本書は、調達機能が企業価値向上の源泉となり得ることを経営者に示しており、タイトルどおり経営者に向けた調達改革の指南書とも位置づけられる。経営は日々高度化している。定例のローテーションで、調達経験が乏しい者を調達担当役員 (CPO)に指名することが一部の日本企業にいまだみられるが、一般的な経営能力だけでCPOは務まらない。経営能力に加え、調達に関して専門的かつ体系的に習得した能力を実地に応用することで調達の高度化は可能となる。本書で紹介されているCPSMはグローバルに最も評価されている調達資格の1つで、将来のCPOを育成する教育プログラムである。海外ではCPSMを雇用の資格要件としている企業が多い。本書は、そのプログラムの視座をさらに高めた内容が多く含まれている。調達活動から業務処理を主業務とする機能を区分し、より付加価値の高い機能に焦点を当て、その高度化の必要を経営者に提起するとともに、高度化のための戦略的な方法を数多く提示する良書である。
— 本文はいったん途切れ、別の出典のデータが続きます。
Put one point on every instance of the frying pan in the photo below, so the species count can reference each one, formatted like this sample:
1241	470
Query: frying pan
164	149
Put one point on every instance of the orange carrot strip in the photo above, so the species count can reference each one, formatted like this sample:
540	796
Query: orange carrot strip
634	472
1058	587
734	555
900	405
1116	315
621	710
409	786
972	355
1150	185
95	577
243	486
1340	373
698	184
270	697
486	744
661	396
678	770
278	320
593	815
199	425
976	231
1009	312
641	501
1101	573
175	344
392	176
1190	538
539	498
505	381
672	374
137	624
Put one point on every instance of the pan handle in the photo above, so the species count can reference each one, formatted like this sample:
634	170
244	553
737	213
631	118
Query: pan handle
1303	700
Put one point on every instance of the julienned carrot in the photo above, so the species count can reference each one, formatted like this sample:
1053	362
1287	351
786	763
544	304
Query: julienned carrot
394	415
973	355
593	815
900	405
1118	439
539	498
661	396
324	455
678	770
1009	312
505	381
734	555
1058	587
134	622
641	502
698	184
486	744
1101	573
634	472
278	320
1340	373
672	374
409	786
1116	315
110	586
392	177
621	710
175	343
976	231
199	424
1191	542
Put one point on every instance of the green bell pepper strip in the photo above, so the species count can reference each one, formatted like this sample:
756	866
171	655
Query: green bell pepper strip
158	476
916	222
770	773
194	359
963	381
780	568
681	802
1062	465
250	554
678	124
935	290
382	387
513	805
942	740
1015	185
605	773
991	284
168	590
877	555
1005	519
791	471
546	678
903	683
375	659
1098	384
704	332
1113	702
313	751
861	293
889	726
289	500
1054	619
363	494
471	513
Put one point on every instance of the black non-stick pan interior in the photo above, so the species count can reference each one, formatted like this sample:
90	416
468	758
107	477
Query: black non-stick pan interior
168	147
さて、調達組織は事業活動と連鎖するサプライチェーン全体の効率化と最適化を追求する。よくサプライチェーンと対比されるバリューチェーンが価値創造の連鎖であるのに対し、サプライチェーンはバリューチェーンを物理的に置き換えたものと考え得る。つまり、価値創造はサプライチェーンによって具現化する。財務的には、投入コストから創出するキャッシュが再投資の準備額を上回ることができなければ、企業価値を維持できず、価値創造は不十分である。したがって、必達のフリー・キャッシュ・フローは、事業活動に投入される外部資源のQCDを調達組織が戦略的に管理できていないと確保できない。本書が提起する調達ROIはこの調達本来の役割を可視化し調達の高度化に貢献するだろう。
その一方で、本書は調達組織にブランド価値向上も命題に与えている。ブランディングを端的にいえば、企業およびその商品のイメージを消費者の知覚にプロットすることである。知覚が態度を形成し消費行動を促す。そのため、レピュテーションがブランド価値にとって最大の脅威となる。調達組織が負う主要なレピュテーションリスクは、QCDの不全によるリスクとESGに関連するリスクだろう。これらはサプライチェーンからもたらされる。戦略的なサプライヤー関係マネジメント(SRM)はQCDの最適化を促進し、サプライチェーンの健全性を確保する。そのためには、調達カバー率の拡幅と、一次仕入先のみならず二次仕入先以降の可視化は必須であろう。結果として、本書の提起どおりプロアクティブな攻めの調達リスク管理が可能となる。
最後に、本書は実践手法と実例も多く提示しており、調達組織の実践書としてもすぐに使える。本書に従えば、経営と調達組織が一体となり、調達の高度化に向けた戦略の道筋がみえるだろう。調達機能の高度化を目指す企業にとって、経営者の指南書だけでなく、調達組織の実践書としても活用することを推奨したい。